La journaliste rappelle que « ces substances seraient à l’origine de la sensation d’euphorie induite par un verre ou deux de vin
(ou d’autres alcools) », puis note
que « ces recherches analysent pour la première fois la genèse et les mécanismes
» de ce phénomène.
Martine Perez cite Christina Gianoulakis, de l’université de Mac Gill au
Canada, qui précise : « Nous avons pu observer que les quantités faibles ou modérées
d’alcool, mais pas les fortes doses, augmentent la sécrétion d’endorphines ».

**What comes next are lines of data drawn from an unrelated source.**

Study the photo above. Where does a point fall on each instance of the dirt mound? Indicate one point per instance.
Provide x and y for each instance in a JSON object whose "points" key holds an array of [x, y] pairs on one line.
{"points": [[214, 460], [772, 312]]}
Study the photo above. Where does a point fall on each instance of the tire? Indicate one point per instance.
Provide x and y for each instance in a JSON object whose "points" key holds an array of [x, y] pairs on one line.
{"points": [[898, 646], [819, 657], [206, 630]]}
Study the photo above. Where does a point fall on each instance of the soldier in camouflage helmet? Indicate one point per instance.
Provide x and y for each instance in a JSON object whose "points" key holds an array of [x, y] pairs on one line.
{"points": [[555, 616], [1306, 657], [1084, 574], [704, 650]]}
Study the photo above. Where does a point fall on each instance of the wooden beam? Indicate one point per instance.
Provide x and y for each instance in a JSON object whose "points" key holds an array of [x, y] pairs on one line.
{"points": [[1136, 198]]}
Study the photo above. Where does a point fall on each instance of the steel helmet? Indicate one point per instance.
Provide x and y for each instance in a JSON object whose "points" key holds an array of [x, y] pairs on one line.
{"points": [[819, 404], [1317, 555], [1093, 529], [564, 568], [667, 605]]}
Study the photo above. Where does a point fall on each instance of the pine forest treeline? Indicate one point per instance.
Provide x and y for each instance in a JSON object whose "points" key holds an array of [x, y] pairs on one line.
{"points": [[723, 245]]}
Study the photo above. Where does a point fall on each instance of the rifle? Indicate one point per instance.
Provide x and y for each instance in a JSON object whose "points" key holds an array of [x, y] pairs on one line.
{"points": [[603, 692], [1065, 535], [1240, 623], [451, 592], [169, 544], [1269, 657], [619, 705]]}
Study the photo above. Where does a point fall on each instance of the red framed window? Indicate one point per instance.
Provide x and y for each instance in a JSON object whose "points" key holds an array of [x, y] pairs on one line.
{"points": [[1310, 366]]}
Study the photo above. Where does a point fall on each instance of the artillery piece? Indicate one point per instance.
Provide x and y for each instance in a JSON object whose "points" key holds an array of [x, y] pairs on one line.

La chercheuse indique en outre
que
« les fortes doses entraînent un effet hypnotique et augmentent plutôt l’anxiété ».
Martine Perez remarque
que « le caractère addictif de l’alcool tient sans doute à cet effet sur les endorphines
».
Le Figaro constate par ailleurs
que « la brochure de l’Inca et de la Direction générale de la santé expliquant que même
la consommation d’un verre d’alcool par jour augmente un peu le risque de cancer a déclenche un tollé ».
Le journal observe
que « les alcooliers, les viticulteurs, et même certains médecins sont partis en guerre
contre ce document et affirment que les faibles consommations d’alcool sont bénéfiques, en particulier contre les maladies cardiovasculaires ».
Le quotidien indique qu’« une contre-brochure serait même en cours de préparation ».
Le Figaro cite Dominique Maraninchi, directeur général de l’Inca, qui précise
: « Ce sujet a été mal compris. Nous avons voulu donner une information. Et dire qu’en
matière d’alcool, le seuil de consommation sans risque [en matière de cancer] est très faible ».
De son côté, le Pr Michel Reynaud, de l’hôpital Paul-Brousse, à Villejuif,
remarque que « toute la question est de savoir si nous voulons une vie avec un risque
zéro. Si les bénéfices d’une petite consommation de vin sur les maladies cardiovasculaires restent incertains alors que les risques de cancer sont établis, sa consommation a d’autres bienfaits.
Elle permet notamment à l’homme de se sentir bien. Facilite sa vie sociale ».
« En revanche, il est certain que des faibles doses
d’alcool absorbées régulièrement sont plus dangereuses que des faibles doses de pesticides ou encore que les antennes-relais », ajoute le spécialiste.